The mean³ and variance³ of Cauchy distribution are not defined, when variables \(X\)’s are i.i.d according to Cauchy distribution, the distribution of sample mean \(\bar{X}\) is the same as that of a single \(X_i\), that is, it is again a Cauchy distribution⁴⁵. Hence, \(\bar{X}\) converges in distribution to Cauchy instead of being asymptotically normal.

2. Distribution needs to be independent of sample size \(n\)

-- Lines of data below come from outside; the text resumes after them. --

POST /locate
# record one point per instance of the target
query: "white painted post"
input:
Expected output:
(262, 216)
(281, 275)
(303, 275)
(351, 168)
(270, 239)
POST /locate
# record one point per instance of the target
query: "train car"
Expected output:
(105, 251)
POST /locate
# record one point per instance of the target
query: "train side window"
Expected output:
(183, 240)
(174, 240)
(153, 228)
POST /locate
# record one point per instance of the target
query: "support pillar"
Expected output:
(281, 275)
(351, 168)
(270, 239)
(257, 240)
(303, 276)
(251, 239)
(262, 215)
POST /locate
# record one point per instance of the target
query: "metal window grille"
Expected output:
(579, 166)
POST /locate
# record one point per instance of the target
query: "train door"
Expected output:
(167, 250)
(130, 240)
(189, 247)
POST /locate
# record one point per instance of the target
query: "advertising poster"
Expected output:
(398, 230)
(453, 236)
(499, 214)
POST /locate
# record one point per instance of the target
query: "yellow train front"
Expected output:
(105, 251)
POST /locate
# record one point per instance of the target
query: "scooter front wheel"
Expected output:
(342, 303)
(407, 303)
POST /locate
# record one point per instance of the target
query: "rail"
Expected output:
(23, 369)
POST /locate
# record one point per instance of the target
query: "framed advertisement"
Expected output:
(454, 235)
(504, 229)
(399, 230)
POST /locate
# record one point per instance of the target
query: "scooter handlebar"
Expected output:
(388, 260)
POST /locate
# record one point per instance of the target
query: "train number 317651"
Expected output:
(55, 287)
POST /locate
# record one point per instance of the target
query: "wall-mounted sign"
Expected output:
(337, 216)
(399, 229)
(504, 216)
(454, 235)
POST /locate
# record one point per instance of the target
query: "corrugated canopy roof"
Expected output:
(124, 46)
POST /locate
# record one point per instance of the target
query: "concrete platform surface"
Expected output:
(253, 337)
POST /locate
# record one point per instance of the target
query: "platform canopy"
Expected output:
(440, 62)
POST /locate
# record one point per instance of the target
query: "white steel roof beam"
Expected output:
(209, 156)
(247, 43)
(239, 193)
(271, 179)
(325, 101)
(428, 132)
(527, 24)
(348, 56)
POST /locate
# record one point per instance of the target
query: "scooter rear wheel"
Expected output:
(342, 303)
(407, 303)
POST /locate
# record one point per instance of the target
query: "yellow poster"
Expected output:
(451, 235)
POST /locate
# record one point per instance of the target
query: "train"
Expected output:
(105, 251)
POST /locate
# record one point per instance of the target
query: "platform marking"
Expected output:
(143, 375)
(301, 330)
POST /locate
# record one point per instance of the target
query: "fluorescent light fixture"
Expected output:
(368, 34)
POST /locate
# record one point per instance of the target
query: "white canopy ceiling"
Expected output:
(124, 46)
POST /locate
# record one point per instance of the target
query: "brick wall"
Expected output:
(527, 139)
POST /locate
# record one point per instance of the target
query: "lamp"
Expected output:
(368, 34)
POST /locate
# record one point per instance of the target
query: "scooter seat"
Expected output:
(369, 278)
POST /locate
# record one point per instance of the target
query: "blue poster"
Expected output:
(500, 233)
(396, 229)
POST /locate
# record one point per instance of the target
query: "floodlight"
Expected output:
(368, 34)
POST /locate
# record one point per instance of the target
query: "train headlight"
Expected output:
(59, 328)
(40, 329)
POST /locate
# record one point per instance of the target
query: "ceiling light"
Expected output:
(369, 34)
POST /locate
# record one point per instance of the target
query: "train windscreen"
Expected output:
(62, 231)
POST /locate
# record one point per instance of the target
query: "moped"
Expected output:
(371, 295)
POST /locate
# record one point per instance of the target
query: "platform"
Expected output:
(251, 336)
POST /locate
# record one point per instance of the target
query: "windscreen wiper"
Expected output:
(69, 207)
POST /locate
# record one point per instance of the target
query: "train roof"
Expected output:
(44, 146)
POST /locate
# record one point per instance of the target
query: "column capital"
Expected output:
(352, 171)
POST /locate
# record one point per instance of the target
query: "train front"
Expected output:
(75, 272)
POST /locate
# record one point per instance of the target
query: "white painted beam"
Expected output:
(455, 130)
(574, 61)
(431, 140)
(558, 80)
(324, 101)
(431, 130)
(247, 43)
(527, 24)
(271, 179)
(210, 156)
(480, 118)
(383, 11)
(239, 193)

🌰 Counterexample: Poisson distribution \(Poi(\lambda=\frac{1}{n})\)

Let \(X_1,…,X_n\) be i.i.d. Poisson distribution \(Poi(\lambda)\) with \(\lambda=\frac{1}{n}\), then mean \(\mu=\frac{1}{n}\) and variance \(\sigma^2=\frac{1}{n}\). Consequently \(\sum_{i=1}^nX_i\) is distributed as \(Poi(1)\). Write $$ \frac{\sqrt{n}(\bar{X}-\mu)}{\sigma} = \frac{\sum_{i=1}^nX_i-n\mu}{\sqrt{n}\sigma} = \sum_{i=1}^nX_i-1. $$ Therefore, \(\bar{X}\) has distribution of \(Y-1\), where \(Y\) is \(Poi(1)\), which is not asymptotically normal.

3. CLT + Delta Method

CLT is often used together with the Delta Method, which states that if \( \sqrt{n}(T_n-\theta) \rightarrow N(0, \tau^2) \), then \(\sqrt{n}(f(T_n)-f(\theta)) \rightarrow N(0, \tau^2 f’(\theta)^2) \), provided that \(f’(\theta)\) exists and is not zero. Still, the assumptions need to be satisfied, otherwise, the limiting distribution of \(f(T_n)\) will not be normal.

🌰 Counterexample: \(f(\theta)=|\theta|\)

Suppose \(T_n\) is a sequence of statistics satisfying \( \sqrt{n}(T_n-\theta) \rightarrow N(0, \tau^2) \) and that we are interested in the limiting behavior of \(|T_n|\). Since \(f(\theta)=|\theta|\) is differentiable with derivative \(f’(\theta)=\pm 1\) of all \(\theta \neq 0\). Then by the Delta Method, we have $$ \sqrt{n}(|T_n|-|\theta|) \rightarrow N(0, \tau^2) \quad \theta \neq 0. $$

When \(\theta=0\), the Delta Method does not apply, but we can determine the limiting behavior of \(|T_n|\) by \(|T_n|-|\theta|=|T_n|\) and $$ P[\sqrt{n}|T_n|<a] = P[-a < \sqrt{n}T_n < a] = \Phi(\frac{a}{\tau}) - \Phi(-\frac{a}{\tau}) = P(\tau\chi_1<a) $$ where \(\Phi(\cdot)\) is the cumulative density function of normal distribution, and \(\chi_1=\sqrt{\chi_1^2}\) is the distribution of the absolute value of a standard normal variable.